When the greybeards go, I'll probably moved to OpenBSD. I don't want to sell their development skills short, but I have less faith in the generation of devs replacing them. They have learned seemingly a small amount of fundamentals from their predecessors, as indicated by continuous bloat and inefficiency in the name of 'thats just how we do things now', in a derisive tone of 'get with the times', often ignoring the sacrifices being made in the process for often marginal gain.
The bellwether for me was when logs became binary blobs rather than plaintext.
They aren't right just because they're old. I could easily write the opposite comment:
I don't want to sell the greybeards' skills short, but I have less faith in them than the new generation (the most skilled part of the new generation; don't ignore sampling bias). The new generation has learnt the lessons of the old and improved on them, whereas many oldies stick to outdated technology like Autotools, Perl and Bash in the name of "if it kind of works half the time I can't be bothered to learn something better".
The bellwether for me is when devs doggedly stick to plaintext logs because "that's just how we've always done things".
Long reply from a young programmer that recognizes this trend and what it implies:
Alan Perlis says you can measure the perspective of a programmer based on their thoughts on the continued vitality of Fortran. Many universities are now going full Java and lowering standards on fundamentals for financial reasons, this is a bit alarming.

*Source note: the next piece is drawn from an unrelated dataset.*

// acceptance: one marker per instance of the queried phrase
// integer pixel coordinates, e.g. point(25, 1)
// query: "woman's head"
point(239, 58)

If you really want to stand out, spend serious time on fundamentals. Learn to develop and deploy clean, efficient software from scratch without relying heavily on external resources that add said bloat.
A huge trend in software right now is low-code/no-code tools. These tools can replace programmers that don't have a deep enough grasp of fundamentals to compete. A very small percentage of the world population knows how to code, so these tools are becoming massively popular.
This is what separates the programmer that can quickly throw together a basic CRUD app and a programmer that can develop a successful programming language from scratch. If you can make sense of the Linux kernel and you have the drive to constantly learn new tech, it doesn't matter too much what trends come and go.
If you just want to ride the wave and think just having a CS degree or knowing how to code will guarantee you an easy life, it will be a rude awakening when the industry keeps moving forward and economic crises trim the fat from the cyclicly overvalued and monopolistic world that is software development.
This is the duality of being a programmer. Yes, you can teach yourself many useful things and acquire powerful skills relatively quickly, but if you stop learning and challenging yourself, then you are liable to be left behind.
The bellwether for me was when logs became binary blobs rather than plaintext.